# Eheim pro2 o-ring replacement



## nduli (7 Jan 2013)

Had to replace the o-ring on my eheim 2128 this weekend. It's not been 100% successful as its still leaking a little but much less than it was at the weekend.

for those that experience leaking from the head unit for all pro2 models (Eheim 2026, 2028, 2126 and 2128) then you can buy a new o-ring from these guys

AtomicRice.com - Eheim PRO II Filter, Primer Replacement (arrived within a week or so)

install guide 

http://www.atomicrice.com/atomic-o-ring-installation.pdf


install guide in pics.....

Replacing the Priming O-Ring on Eheim Pro II Series Filters | 

the biggest issue by far is stopping the ring from pinching when you have pushed back into the body. It's a pig of a job and clearly I haven't quite got it right but it's a lot better than it was.....hopefully helpful to someone. (Ps invalidates your warranty by the way)


----------



## NatureBoy (8 Jan 2013)

...Hi nduli

I've had that problem myself and been down the route of dismantling the primer.

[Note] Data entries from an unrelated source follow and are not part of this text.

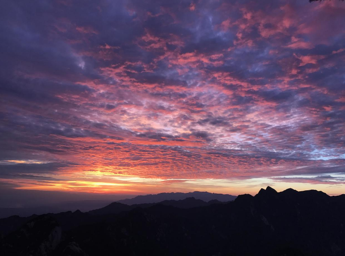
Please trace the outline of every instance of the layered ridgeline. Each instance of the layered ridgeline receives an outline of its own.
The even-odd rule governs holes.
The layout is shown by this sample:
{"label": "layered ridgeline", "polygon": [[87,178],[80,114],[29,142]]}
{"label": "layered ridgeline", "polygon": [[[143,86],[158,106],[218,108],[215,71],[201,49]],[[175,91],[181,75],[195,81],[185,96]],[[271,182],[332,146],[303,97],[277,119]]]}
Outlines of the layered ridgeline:
{"label": "layered ridgeline", "polygon": [[[130,199],[124,199],[117,201],[118,203],[128,205],[139,205],[143,204],[153,204],[161,202],[163,201],[181,200],[188,198],[194,197],[208,202],[211,200],[216,200],[222,202],[229,202],[235,200],[235,196],[223,194],[216,194],[207,192],[195,191],[189,193],[161,193],[156,195],[147,195],[138,196]],[[61,212],[71,211],[74,212],[79,210],[83,212],[89,212],[94,209],[98,209],[111,203],[109,200],[81,200],[78,201],[65,202],[52,204],[50,205],[45,206],[24,206],[20,208],[0,208],[0,218],[5,218],[11,215],[18,215],[21,217],[27,217],[34,214],[42,214],[48,213],[56,213]],[[203,202],[203,203],[204,203]],[[114,204],[113,205],[114,205]],[[119,205],[120,206],[120,205]],[[146,207],[148,206],[143,206]],[[201,206],[201,205],[200,205]],[[199,206],[199,205],[197,205]],[[126,208],[124,206],[119,206],[121,208],[129,210],[133,207]],[[135,208],[135,207],[134,207]],[[115,211],[113,213],[116,213],[121,211]]]}
{"label": "layered ridgeline", "polygon": [[291,189],[278,193],[268,187],[255,196],[242,195],[228,203],[204,202],[207,205],[186,208],[179,206],[198,200],[174,201],[133,209],[127,205],[118,213],[111,213],[112,207],[107,212],[106,207],[99,213],[2,219],[0,252],[33,256],[345,255],[345,195]]}
{"label": "layered ridgeline", "polygon": [[182,200],[189,197],[194,197],[196,199],[199,199],[204,202],[209,202],[211,200],[217,200],[220,202],[229,202],[234,200],[236,198],[236,196],[232,196],[231,195],[216,194],[215,193],[209,193],[207,192],[194,191],[189,193],[160,193],[159,194],[155,195],[138,196],[134,198],[123,199],[118,201],[117,202],[126,205],[132,205],[139,204],[158,203],[165,200]]}

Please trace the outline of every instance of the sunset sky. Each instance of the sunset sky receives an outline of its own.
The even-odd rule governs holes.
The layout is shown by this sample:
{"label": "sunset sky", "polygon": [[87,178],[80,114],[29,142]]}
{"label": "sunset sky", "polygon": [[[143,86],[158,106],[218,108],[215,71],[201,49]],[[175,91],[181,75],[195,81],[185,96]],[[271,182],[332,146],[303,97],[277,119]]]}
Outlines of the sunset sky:
{"label": "sunset sky", "polygon": [[345,193],[344,2],[1,5],[3,191]]}

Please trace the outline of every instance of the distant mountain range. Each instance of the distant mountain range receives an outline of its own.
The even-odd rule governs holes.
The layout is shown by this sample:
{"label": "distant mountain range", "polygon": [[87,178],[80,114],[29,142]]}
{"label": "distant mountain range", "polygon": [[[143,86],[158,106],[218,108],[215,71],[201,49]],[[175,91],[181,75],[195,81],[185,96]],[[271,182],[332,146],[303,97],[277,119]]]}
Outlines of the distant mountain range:
{"label": "distant mountain range", "polygon": [[183,209],[188,209],[195,207],[207,206],[213,204],[224,203],[224,202],[219,201],[215,199],[206,202],[200,199],[196,199],[194,197],[189,197],[181,200],[164,200],[158,203],[139,204],[131,205],[125,205],[118,202],[114,202],[112,203],[103,208],[90,211],[89,212],[89,213],[92,214],[118,213],[122,212],[131,211],[136,208],[148,208],[148,207],[151,207],[151,206],[157,205],[172,206]]}
{"label": "distant mountain range", "polygon": [[0,254],[345,255],[345,195],[267,187],[229,203],[150,204],[0,219]]}
{"label": "distant mountain range", "polygon": [[160,193],[156,195],[138,196],[134,198],[123,199],[117,202],[121,204],[132,205],[158,203],[164,200],[182,200],[189,197],[194,197],[196,199],[199,199],[204,202],[208,202],[214,200],[220,202],[229,202],[234,200],[237,197],[224,194],[194,191],[189,193]]}

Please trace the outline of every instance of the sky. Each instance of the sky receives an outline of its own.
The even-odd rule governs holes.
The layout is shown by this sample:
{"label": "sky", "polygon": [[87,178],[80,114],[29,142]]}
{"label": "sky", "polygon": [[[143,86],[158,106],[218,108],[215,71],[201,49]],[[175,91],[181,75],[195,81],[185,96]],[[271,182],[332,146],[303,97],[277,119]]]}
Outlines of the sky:
{"label": "sky", "polygon": [[345,193],[345,22],[337,0],[4,1],[2,196]]}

I've followed that plan myself, but regarding the pinching the instructions are wrong....

I was told by the UK distributor that you should also turn the head upside (impeller side up) and "unclip" the part that leads to the impeller housing- you'll find two clips fastening it in place. This also serves to prevent the primer from sliding out, but when you want to replace / service the primer o-ring you are able to cleanly and fully slide the primer unit out and fully reveal the o-ring. The benefit of this method is that you can be 100% there is no kinking as you simply slide the primer unit back into place, flip the head upside down and fasten back that funnel part, and this means that the oring is now securely in place without any fiddling / faffing about. I've not had a leak since, 100% solution and peace of mind.

Incidentally to prime these days I fill the unit with water, put the head back on and then pour more water down the inlet and outlet spouts until its full to the brim. This means I never have to worry about oring displacement when priming. 

a nice filter, very quite, but many painful hours figuring out its quirks!


----------



## nduli (8 Jan 2013)

Nature boy, you are an absolute genius. I have had a quick look at my spare eheim 2 tonight and can see exactly you are saying and it seems to work. I'll rebuild my running eheim at the weekend and if I can and have the time (busy weekend) I'll take piccies that support your description. Thank you so much for your help, this is why I love this forum.


----------



## nduli (13 Jan 2013)

Bad plan on rebuilding the running eheim. Can't get it to stop leaking.......grrrr.


----------



## NatureBoy (18 Jan 2013)

dahh, think I jinxed myself with the 100% leak free advice above! should have known, I've lost faith in these eheims...an hour ago I heard a sound like my co2 had come on, (air mixing with water) and thought I'd check there wasn't some fault with solenoid to discover a small puddle of water quickly forming at bottom of eheim 2078!

so glad I heard the odd noise (was caused by air pushed into the co2 reactor through the leaking filter!) and found it before trundling to bed. The last thing you want is a filter that may dump 270l of water onto your floor. sucks big time.

Wonder whether siliconing up the whole floored priming mechanisim once and for flipping all, or getting a better filter, if so recommendations please!


----------



## nduli (19 Jan 2013)

Ahhh balls. Sorry to hear it failed. I have seen ones where people have siliconed up the head. But you are probsbly where I am in frustration and in a get me a new one space. 
There are good prices around on the new eheim if you search, I understand that eheim fixed the prob in later versions of your model so you can buy new and get the warranty or chance your arm on an eBay bargin. Else join me and others on here in the cheap and cheerful club. Ie jbl profi or all pondsolutions 1400 or 2000. U can get 3 of the 1400's for an eheim. 

Hope you get it siliconed up enough to make and informed and not rushed decision


----------



## NatureBoy (19 Jan 2013)

cheap n cheerful all the way with me, thanks for the suggestions will check them out!

For the time being I'm tentatively monitoring the filter, it's sat there behaving itself acting all innocent like it was my fault all along...was it something I did or said maybe, way too fickle!


----------



## sciencefiction (4 Mar 2013)

I fixed my leaking Eheim pro by replacing the hose adaptor which apparently has a design fault. Mine was leaking just from between the basket and the head at the side of the hose adaptor. It took me a while to figure out where it was leaking from though because it was a lot.


----------